Matt Rafalow is a Sociologist (PhD, University of California-Irvine), a social scientist at Google, and a Visiting Scholar at UC-Berkeley’s Center for Science, Technology, Medicine & Society. At Google, he leads a research program on live streaming experiences. He strives to conduct research that blends academic inquiry with applied solutions that have a meaningful impact. Most of his publishing is on education. In Digital Divisions: How Schools Create Inequality in the Tech Era (University of Chicago Press, 2020), he studied how digital technologies are used in middle schools. He found that teachers draw on organization-level understandings of student race and class to construct students as either risky hackers or Steve Jobs potentials. Digital technologies were not magic bullets to address educational inequities – rather, teachers adopted very similar technologies quite differently depending on the race and class of their student body.

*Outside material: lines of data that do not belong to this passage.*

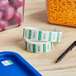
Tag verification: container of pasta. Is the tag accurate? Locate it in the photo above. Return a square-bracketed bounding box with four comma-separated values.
[0, 0, 24, 31]
[47, 0, 76, 27]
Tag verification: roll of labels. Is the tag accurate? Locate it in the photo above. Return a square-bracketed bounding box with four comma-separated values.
[23, 27, 62, 53]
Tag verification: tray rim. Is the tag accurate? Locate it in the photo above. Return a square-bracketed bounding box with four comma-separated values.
[0, 51, 42, 76]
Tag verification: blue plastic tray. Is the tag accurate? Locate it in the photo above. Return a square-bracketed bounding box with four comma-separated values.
[0, 52, 42, 76]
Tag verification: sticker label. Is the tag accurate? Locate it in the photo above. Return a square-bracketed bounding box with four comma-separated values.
[1, 60, 13, 66]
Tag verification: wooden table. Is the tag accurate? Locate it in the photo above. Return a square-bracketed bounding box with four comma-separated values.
[0, 0, 76, 76]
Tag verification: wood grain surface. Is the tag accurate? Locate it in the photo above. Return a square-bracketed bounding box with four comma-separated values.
[0, 0, 76, 76]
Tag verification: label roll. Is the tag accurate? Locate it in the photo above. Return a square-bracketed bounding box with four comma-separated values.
[23, 27, 62, 42]
[25, 39, 53, 53]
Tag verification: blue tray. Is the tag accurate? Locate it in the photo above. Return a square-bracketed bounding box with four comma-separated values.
[0, 52, 42, 76]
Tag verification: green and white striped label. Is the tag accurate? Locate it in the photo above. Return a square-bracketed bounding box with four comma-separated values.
[1, 60, 13, 66]
[23, 27, 62, 53]
[25, 39, 53, 53]
[23, 27, 62, 42]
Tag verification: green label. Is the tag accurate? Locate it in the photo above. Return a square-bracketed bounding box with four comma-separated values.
[25, 42, 27, 50]
[43, 34, 46, 39]
[48, 32, 52, 41]
[38, 31, 42, 41]
[33, 32, 36, 38]
[33, 44, 36, 53]
[57, 32, 60, 42]
[38, 46, 40, 51]
[43, 44, 46, 53]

In Affinity Online: How Connection and Shared Interest Fuel Learning (NYU Press, 2018), he and his co-authors studied how informal learning communities online function to help youth and young adults level up in digital skills.

Zeus Leonardo (moderator)

Zeus Leonardo, Professor of Education at UC Berkeley, has published numerous articles and book chapters on critical social thought in education. His articles have appeared in Educational Researcher; Race, Ethnicity, and Education; Teachers College Record; and Educational Philosophy and Theory. Some of his essays include: “Critical Social Theory and Transformative Knowledge,” “The Souls of White Folk,” “The Color of Supremacy,” “Contracting Race,” and “Dis-orienting Western Knowledge.” His most recent books are Race, Whiteness, and Education (Routledge), Race Frameworks (Teachers College Press), Education and Racism (with Grubb, Routledge, 2nd ed), and he is the editor the Handbook of Cultural Politics and Education (SensePublishers). Professor Leonardo’s current research interests involve the study of ideologies and discourses in education with respect to structural relations of power.